Thank you SB...not only was it a cool pic, but a great fun time guessing *smiles*


----------



## strollingbones

it was purely accident.....i wished i could claim credit but clark was there....i was taking the pic next to the ground and when i clicked....i saw the white whiskers....

there use to be a science mag that had pics of common things taken close up and you had to figure it out


----------



## Foxfyre

Well that was fun.

Here's another.  What is this?


----------



## Dabs

strollingbones said:


> it was purely accident.....i wished i could claim credit but clark was there....i was taking the pic next to the ground and when i clicked....i saw the white whiskers....
> 
> there use to be a science mag that had pics of common things taken close up and you had to figure it out



Yes, I know what you are talking about, there have been books that are sort of like that...photos where you had to guess what they were, and it was surprising what some of them actually were!


----------



## Dabs

Foxfyre said:


> Well that was fun.
> 
> Here's another.  What is this?



I know some people are going to say water, but it looks like a lot of tiny bubbles to me~


----------



## Dabs

Or those popping air bubble sheets people use to stuff into a package they are sendin thru the mail ~LoL~


----------



## strollingbones

hairs....or some type of yarn?


----------



## Foxfyre

Good guess Dabs, but no.


----------



## strollingbones

i have never seen colored bubble wrap.....


----------



## zzzz

strollingbones said:


> what is this a pic of?



Nice camera!

Canon PowerShot SD1100 IS

Photo taken at 5:10pm on 9/25/2011


----------



## Foxfyre

Another good guess bones, but no.  

Back in a bit.  I HAVE to get a newsletter out this morning.  . .


----------



## zzzz

Foxfyre said:


> Well that was fun.
> 
> Here's another.  What is this?



It looks like one of those fresh water pools at the bottom of the Gulf of Mexico except there is too much light.

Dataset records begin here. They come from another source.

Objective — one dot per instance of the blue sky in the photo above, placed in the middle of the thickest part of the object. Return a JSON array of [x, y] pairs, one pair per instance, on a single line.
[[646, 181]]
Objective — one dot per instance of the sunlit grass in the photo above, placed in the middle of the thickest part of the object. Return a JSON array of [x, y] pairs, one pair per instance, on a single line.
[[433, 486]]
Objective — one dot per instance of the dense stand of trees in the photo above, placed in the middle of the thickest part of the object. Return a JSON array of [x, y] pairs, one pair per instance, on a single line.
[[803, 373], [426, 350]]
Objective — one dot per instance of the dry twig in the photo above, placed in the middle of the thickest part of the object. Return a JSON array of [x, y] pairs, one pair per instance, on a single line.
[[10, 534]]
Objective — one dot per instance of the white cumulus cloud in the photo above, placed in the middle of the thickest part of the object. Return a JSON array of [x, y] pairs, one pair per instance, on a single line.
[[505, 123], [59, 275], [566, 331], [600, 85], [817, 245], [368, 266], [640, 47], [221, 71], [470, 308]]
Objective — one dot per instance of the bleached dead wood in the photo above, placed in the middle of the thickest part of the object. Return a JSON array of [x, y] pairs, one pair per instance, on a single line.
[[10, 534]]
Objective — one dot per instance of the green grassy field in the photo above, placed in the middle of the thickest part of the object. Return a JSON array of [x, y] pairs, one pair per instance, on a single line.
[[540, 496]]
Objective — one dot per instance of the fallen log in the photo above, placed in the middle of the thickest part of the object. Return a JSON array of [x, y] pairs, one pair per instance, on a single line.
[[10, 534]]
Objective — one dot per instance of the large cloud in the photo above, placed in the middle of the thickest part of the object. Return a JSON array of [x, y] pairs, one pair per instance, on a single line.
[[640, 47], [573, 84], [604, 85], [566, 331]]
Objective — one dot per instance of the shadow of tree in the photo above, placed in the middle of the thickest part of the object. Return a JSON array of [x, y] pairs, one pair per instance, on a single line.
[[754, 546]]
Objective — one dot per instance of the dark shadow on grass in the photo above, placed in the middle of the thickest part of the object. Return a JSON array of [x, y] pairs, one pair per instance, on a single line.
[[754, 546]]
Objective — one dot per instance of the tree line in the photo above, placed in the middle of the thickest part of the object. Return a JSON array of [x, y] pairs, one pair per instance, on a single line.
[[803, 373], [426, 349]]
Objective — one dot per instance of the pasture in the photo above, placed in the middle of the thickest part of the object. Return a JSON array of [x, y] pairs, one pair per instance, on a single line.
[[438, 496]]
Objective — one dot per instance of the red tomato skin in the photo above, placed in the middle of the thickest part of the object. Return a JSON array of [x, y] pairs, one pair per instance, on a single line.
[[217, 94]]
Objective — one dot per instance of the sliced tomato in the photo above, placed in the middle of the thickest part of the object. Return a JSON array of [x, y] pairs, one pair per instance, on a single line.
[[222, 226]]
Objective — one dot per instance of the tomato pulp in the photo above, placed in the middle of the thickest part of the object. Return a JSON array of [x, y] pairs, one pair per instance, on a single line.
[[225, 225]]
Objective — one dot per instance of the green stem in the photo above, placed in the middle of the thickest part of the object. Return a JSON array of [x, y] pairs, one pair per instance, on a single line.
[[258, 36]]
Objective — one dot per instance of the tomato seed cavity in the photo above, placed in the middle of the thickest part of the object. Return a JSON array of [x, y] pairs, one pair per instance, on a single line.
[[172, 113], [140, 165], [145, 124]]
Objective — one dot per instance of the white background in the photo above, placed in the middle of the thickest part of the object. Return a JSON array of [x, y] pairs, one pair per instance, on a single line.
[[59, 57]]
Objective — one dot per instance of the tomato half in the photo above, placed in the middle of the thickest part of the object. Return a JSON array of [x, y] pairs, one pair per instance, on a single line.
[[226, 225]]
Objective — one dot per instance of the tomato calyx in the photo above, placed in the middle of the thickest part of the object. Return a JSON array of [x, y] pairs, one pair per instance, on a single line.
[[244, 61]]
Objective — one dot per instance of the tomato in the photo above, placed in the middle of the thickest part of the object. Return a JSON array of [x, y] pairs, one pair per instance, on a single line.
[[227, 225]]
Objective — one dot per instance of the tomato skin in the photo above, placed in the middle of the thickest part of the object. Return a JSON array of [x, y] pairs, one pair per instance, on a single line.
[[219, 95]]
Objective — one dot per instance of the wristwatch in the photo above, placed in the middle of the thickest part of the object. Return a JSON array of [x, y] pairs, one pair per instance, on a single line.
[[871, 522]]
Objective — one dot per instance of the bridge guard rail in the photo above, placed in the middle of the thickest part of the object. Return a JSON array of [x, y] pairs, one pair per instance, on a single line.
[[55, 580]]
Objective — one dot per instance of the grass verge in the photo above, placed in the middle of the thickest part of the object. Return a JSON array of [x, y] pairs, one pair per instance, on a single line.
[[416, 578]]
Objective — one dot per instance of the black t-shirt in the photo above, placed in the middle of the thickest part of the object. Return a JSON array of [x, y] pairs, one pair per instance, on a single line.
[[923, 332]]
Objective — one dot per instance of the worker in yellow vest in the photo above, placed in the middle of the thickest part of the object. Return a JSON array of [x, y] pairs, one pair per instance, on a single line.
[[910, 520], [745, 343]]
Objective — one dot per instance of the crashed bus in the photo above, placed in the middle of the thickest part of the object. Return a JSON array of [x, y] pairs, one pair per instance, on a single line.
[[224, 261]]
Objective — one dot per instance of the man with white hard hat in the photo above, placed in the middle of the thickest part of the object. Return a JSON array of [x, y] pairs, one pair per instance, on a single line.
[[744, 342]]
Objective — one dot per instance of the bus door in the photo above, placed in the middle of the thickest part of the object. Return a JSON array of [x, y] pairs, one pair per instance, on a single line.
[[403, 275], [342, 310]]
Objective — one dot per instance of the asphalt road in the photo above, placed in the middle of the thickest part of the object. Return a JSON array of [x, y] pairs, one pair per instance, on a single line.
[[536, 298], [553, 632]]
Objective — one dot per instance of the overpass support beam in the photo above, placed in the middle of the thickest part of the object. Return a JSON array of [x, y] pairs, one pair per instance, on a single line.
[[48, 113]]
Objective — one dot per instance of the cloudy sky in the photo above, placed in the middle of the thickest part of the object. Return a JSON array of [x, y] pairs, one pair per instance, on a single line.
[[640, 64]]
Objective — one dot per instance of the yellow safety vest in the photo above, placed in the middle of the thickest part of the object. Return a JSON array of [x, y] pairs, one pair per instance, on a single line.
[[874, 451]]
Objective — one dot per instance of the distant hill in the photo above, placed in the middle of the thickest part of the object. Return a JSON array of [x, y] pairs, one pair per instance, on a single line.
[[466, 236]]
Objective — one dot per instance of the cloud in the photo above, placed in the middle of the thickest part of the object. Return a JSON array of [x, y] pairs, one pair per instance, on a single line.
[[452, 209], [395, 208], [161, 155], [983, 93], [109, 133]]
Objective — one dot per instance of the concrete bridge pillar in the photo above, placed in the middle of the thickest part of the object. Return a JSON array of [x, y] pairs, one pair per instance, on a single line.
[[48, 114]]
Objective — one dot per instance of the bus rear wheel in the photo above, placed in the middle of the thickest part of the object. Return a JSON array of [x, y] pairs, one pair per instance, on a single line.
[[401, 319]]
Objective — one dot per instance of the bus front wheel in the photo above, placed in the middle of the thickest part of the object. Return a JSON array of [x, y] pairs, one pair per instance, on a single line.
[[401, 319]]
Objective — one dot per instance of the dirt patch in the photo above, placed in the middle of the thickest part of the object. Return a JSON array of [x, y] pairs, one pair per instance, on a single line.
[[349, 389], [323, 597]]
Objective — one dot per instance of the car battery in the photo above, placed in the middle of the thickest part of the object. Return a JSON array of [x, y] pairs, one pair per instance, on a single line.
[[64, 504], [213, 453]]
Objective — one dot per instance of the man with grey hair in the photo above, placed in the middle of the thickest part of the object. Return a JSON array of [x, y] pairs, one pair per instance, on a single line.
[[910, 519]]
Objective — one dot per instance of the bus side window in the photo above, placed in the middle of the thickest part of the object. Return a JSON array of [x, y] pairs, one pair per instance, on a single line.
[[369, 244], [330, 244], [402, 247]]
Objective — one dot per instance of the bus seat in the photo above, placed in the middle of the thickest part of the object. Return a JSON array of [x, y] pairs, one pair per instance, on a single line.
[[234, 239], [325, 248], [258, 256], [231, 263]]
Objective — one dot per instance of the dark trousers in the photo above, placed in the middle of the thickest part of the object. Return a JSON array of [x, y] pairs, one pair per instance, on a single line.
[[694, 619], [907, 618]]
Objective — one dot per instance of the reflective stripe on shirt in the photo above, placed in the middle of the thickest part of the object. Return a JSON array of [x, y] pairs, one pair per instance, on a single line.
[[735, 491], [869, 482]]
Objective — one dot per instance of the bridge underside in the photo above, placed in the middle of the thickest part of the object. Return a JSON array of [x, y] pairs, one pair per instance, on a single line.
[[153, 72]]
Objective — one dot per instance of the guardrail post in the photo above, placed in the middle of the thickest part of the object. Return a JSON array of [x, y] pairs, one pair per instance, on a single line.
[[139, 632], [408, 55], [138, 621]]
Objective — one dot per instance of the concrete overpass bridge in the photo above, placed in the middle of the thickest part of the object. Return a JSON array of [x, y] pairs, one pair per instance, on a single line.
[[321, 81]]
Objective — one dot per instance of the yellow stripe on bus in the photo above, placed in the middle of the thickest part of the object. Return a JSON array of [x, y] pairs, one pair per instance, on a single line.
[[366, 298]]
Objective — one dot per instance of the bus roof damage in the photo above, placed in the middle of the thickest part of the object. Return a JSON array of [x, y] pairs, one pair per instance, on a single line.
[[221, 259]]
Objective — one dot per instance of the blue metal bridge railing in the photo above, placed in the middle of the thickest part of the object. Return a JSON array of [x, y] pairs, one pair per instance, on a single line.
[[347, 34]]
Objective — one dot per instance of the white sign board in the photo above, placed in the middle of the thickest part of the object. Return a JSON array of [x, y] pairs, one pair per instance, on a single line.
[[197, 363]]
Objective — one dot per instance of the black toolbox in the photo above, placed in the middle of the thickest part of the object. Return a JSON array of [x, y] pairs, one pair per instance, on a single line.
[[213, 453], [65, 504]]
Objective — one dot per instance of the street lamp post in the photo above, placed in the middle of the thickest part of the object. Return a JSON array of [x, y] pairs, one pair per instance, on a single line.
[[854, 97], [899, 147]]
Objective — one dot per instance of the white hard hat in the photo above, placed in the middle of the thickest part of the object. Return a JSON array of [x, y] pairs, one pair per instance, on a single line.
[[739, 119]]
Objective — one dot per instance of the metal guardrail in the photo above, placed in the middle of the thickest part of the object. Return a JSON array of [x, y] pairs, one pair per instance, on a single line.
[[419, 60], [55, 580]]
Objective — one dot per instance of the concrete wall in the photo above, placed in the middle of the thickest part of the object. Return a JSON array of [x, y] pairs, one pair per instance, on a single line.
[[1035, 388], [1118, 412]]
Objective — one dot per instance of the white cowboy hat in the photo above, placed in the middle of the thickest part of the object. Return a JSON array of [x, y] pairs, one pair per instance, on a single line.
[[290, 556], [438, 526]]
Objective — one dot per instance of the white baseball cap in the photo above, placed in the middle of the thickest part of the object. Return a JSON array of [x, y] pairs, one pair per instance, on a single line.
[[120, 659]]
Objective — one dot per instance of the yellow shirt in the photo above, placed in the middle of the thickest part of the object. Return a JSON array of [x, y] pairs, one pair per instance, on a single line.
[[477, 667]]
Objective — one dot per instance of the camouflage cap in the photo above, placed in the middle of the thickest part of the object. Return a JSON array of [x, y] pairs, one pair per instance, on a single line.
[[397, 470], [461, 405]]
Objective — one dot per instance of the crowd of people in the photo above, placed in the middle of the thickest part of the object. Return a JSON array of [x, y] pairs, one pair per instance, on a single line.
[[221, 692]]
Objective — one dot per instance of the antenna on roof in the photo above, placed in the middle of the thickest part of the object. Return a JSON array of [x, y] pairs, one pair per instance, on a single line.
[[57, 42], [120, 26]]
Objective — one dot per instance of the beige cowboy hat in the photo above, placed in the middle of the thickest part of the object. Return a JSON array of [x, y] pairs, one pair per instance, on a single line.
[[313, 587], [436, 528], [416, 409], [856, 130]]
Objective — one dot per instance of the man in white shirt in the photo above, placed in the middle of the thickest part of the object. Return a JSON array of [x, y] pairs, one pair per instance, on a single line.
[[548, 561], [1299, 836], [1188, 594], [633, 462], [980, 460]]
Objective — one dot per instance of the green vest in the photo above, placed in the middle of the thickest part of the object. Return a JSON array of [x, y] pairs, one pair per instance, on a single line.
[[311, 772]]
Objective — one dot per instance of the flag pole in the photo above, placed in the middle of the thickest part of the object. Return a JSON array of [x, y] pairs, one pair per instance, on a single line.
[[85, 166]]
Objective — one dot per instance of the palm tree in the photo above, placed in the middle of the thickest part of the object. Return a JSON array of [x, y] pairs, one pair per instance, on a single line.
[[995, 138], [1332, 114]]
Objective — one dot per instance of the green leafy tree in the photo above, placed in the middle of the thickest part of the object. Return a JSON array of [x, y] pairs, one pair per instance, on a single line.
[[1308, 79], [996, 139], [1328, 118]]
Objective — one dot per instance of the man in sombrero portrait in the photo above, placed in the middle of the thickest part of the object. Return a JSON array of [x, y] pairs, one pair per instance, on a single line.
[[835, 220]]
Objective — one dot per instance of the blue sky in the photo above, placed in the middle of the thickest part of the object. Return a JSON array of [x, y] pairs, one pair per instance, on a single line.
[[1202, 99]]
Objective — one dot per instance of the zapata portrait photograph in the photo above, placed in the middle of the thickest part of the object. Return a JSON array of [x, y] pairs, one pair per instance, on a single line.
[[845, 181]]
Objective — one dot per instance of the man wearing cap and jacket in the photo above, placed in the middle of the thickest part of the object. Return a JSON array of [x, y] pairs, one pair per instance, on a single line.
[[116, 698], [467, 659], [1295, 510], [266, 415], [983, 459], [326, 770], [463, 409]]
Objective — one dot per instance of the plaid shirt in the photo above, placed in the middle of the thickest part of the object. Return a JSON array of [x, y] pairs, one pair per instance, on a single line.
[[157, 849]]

But I venture a guess that it is some sort of plant life on the bottom of some body of water.


----------



## strollingbones

dont do that zzz.z..fucking creeps me out...the time and all...


----------



## strollingbones

i love my little camera....i want one of those cameras that is gonna allow you to change the focus of the pic after you take it...

The light field camera - Shoot now, focus later! | Daminion Blog


----------



## Amelia

Foxfyre said:


> Well that was fun.
> 
> Here's another.  What is this?






some sort of laundry cleaning/softening sheet?


----------



## zzzz

strollingbones said:


> dont do that zzz.z..fucking creeps me out...the time and all...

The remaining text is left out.